Al principio, los Eidem tardaron en comprender la situación, tolerando las corridas, golpes y gritos con resignada perplejidad. Pero, luego de algunas semanas, las molestias se convirtieron en una ruptura de la paz y el estilo de vida de la familia.
Se sucedieron protestas, gritos y todo tipo de planes entre sus integrantes, pero nunca traspasaron las gruesas paredes rocosas de la casa. Sencillamente, no sabían a quién acudir para presentar una queja y tampoco en qué términos hacerlo.
En algunas semanas más, el deterioro del terreno era notable. Casi no quedaban rastros del otrora tupido césped y aun la tierra se había desperdigado, dejando al descubierto las incipientes muestras de rocosidad.

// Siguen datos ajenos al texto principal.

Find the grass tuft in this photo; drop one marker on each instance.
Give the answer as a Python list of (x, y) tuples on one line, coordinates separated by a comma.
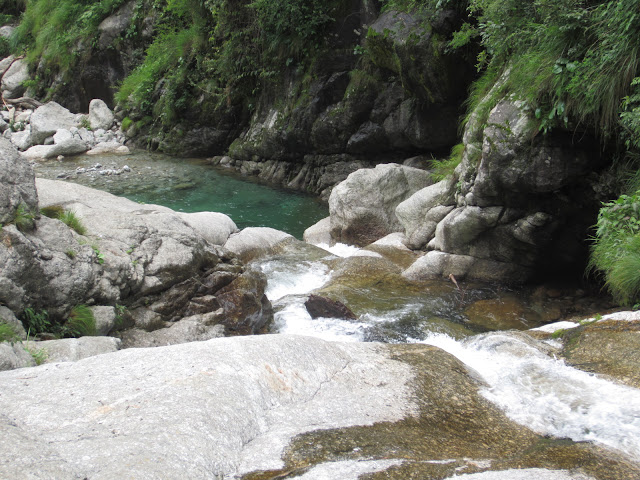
[(81, 322)]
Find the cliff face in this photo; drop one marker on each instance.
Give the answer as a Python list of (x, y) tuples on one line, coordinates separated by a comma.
[(369, 87)]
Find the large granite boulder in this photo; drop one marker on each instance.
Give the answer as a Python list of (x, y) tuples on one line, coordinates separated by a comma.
[(362, 208), (48, 119), (519, 204), (268, 406), (16, 183), (144, 256), (100, 115)]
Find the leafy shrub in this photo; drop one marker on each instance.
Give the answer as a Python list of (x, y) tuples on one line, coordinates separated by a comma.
[(23, 219), (444, 168), (570, 60), (7, 333), (616, 248), (81, 322), (35, 322), (67, 217)]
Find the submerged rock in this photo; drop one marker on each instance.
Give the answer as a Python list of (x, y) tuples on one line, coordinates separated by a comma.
[(324, 307)]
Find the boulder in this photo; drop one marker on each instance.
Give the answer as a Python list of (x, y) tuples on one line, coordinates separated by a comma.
[(13, 79), (74, 349), (324, 307), (106, 319), (22, 139), (113, 146), (130, 252), (16, 183), (48, 119), (268, 406), (420, 214), (15, 355), (67, 146), (100, 115), (214, 227), (362, 208), (255, 242)]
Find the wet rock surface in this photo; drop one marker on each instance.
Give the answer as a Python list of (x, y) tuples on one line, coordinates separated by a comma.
[(306, 404), (609, 347)]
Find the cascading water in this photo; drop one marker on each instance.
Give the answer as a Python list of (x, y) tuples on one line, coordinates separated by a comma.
[(548, 396), (532, 387)]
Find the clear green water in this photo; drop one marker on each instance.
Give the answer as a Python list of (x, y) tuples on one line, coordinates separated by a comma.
[(191, 185)]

Mientras tanto, la convocatoria era cada vez más numerosa e iba incrementándose la complejidad de las actividades, ya que mientras algunos jugaban al fútbol, otros hacían gimnasia de precalentamiento, algunos daban vueltas en círculo en bicicleta, otros correteaban sin cesar.
Paralizada, la familia Eidem pasó del estado
de estupor a uno de angustia y depresión. Las primeras agitadas reacciones dieron paso a una resignada apatía que, más que indicar conformidad, daban muestras de impotencia y rendición.

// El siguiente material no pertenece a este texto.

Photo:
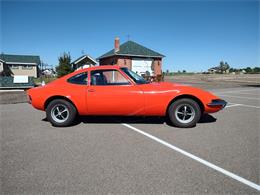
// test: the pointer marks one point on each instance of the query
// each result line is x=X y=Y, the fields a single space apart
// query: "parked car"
x=114 y=90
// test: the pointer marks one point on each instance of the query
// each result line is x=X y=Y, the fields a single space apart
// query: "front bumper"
x=217 y=103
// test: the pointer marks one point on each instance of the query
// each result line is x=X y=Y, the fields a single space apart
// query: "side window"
x=80 y=79
x=108 y=77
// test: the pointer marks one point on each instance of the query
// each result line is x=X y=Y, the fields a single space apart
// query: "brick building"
x=135 y=56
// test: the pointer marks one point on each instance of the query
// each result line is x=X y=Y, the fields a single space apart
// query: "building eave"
x=83 y=57
x=130 y=55
x=22 y=63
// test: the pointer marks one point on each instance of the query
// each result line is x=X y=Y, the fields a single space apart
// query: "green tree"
x=64 y=66
x=256 y=70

Pronto llegó el invierno y con él, el frío y la nieve. Los juegos concluyeron, pero los efectos sobre el terreno se hicieron visibles.
Las goteras inundaban cada sector de la casa, pero la familia permanecía atónita. Como si el frío y la humedad hubieran embotado su escasa capacidad de diálogo, confinándolos al ostracismo y la parálisis.
No pasó mucho tiempo para que contrajeran enfermedades y, uno a uno, fueran partiendo de este mundo, tan solos como sus vidas habían transcurrido.
Al siguiente verano, el gobierno municipal decidió cercar y adornar con numerosa variedad de flores todo aquél terreno, para impedir que los muchachones jugaran al fútbol. Es que los vecinos de alrededor habían presentado sus denuncias el verano anterior y no estaban dispuestos a que la situación se repitiese una vez más.

De la familia Eidem nadie percibió su ausencia, excepto el indómito Mar de Barents, que aquél verano se revolvió con inéditos bríos.

"Me voy. Por las ramas."

No todo en la vida son espinas. También hay un cielo que nos invita a volar.